Les données de l’OFSP se fondent sur 793 déclarations recueillies par des médecins à l’aide d’un formulaire entre le 16 juillet et le 1er août 2020. Cela soulève deux questions. Primo, l’OFSP a parlé de plus de 2087 nouvelles infections au cours de la même période. Cela signifie donc que 1300 personnes infectées n’ont pas participé à l’enquête. Secundo, le laps de temps considéré est extrêmement court. La plupart des écoles étaient fermées et beaucoup de gens étaient en vacances pendant cette période. Bref, il est ainsi très probable que l’échantillon soit fortement biaisé.

RÉSERVE N° 2: INFORMATIONS MANQUANTES

Sur les 793 formulaires, il manque des informations concrètes sur le lieu de l’infection dans 40% des cas. Et dans 13% des cas, le lieu de l’infection est soit inconnu, soit la réponse est «autres». Dès lors, plus de la moitié des cas considérés ne contiennent pas cette information. Par rapport aux nouvelles infections signalées au cours de la période concernée, le lieu de l’infection est donc connu uniquement pour environ un cinquième des personnes infectées.

RÉSERVE N° 3: QUALITÉ DISCUTABLE DES DONNÉES

La qualité des données dépend de la manière dont elles sont collectées. Les personnes infectées ont été interrogées sur le lieu où elles ont pu être infectées. On peut supposer qu’elles ont cherché une explication plausible. Mais en réalité, leurs réponses ne sont rien d’autres qu’une hypothèse plus ou moins plausible. On ne peut pas non plus exclure les fausses déclarations effectuées pour des raisons personnelles. Les données disponibles sont donc le résultat d’hypothèses, de stratégies de dissimulation ou d’informations partielles, collectées et transmises par des médecins selon différentes méthodes.
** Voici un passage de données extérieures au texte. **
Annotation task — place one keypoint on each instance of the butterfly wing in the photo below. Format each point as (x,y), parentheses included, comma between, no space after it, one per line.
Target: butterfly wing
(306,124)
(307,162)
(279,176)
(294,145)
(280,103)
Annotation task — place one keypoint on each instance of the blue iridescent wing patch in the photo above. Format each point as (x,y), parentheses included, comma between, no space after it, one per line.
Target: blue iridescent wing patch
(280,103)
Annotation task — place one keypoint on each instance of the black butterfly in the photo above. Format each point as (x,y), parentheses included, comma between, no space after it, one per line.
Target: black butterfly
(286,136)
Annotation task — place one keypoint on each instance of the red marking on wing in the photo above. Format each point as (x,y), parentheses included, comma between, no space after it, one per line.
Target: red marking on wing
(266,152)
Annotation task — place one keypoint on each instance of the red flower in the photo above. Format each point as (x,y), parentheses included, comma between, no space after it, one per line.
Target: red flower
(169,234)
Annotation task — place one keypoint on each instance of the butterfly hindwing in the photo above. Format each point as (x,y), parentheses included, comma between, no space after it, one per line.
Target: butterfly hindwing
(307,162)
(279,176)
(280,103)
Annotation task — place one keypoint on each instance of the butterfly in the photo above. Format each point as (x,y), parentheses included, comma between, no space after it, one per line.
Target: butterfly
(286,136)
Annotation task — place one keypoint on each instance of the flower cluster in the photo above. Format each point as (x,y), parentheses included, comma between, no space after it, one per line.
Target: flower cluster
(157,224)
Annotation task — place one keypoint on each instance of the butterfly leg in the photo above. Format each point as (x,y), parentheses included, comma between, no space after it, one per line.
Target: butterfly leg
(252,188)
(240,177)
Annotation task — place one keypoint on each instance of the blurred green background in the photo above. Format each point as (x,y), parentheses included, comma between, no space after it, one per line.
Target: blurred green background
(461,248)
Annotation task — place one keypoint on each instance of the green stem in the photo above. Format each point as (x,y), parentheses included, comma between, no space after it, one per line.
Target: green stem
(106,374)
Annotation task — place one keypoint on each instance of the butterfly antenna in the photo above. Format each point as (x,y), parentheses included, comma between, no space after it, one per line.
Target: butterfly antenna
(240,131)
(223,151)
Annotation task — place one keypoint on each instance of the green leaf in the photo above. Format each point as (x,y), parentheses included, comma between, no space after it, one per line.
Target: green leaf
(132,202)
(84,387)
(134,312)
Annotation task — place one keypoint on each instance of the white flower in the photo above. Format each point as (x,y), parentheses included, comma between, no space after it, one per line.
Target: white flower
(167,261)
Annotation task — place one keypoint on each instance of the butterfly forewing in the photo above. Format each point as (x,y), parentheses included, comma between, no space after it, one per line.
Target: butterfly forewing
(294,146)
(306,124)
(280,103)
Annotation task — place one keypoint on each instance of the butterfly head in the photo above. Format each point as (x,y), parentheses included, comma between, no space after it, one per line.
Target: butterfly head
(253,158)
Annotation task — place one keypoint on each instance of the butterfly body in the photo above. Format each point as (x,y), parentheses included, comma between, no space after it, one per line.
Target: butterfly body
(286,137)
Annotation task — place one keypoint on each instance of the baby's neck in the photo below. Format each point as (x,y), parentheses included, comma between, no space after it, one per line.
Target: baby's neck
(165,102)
RÉSERVE N° 4: ABSENCE DE MISE EN PERSPECTIVE

Même en supposant que les données recueillies soient toutes correctes et que l’échantillon ne soit pas biaisé, les données resteraient tout de même totalement inutiles sur la question de savoir où les infections sont les plus fréquentes. Il faudrait pour cela que les données soient mises en perspective. Exemple: si on rapporte les 216 infections survenues au sein de la famille aux plus de 3,6 millions de ménages en Suisse, le chiffre devient très, très faible. Il en va autrement des quinze infections survenues dans des boîtes de nuit avec (théoriquement) 2000 lieux de sortie. Ici, le ratio est nettement plus élevé. Quant aux 69 infections survenues sur le lieu de travail, sachant que la Suisse compte 600 000 entreprises, elles se situent dans la fourchette des erreurs d’arrondi. Nous ne sommes donc pas plus avancés sur les voies de transmission. Il n’est pas surprenant que de nombreuses infections se produisent au sein de la famille. Mais la question décisive serait plutôt de savoir comment le virus arrive dans les familles. On ne dispose toutefois pas encore de chiffres y relatifs.

LES DONNÉES DE L’OFSP NE CONSTITUENT PAS UNE BONNE BASE DE DÉCISION

Les données de l’OFSP sur le lieu de l’infection suggèrent une précision qu’elles n’ont pas. Les milieux politiques devraient donc davantage se fonder sur les données scientifiques disponibles sur le risque de transmission. Ou encore sur le bon sens. Il est, par exemple, évident que la probabilité d’être infecté dans une boîte de nuit est beaucoup plus élevée que sur le lieu de travail, où les règles d’éloignement sont respectées.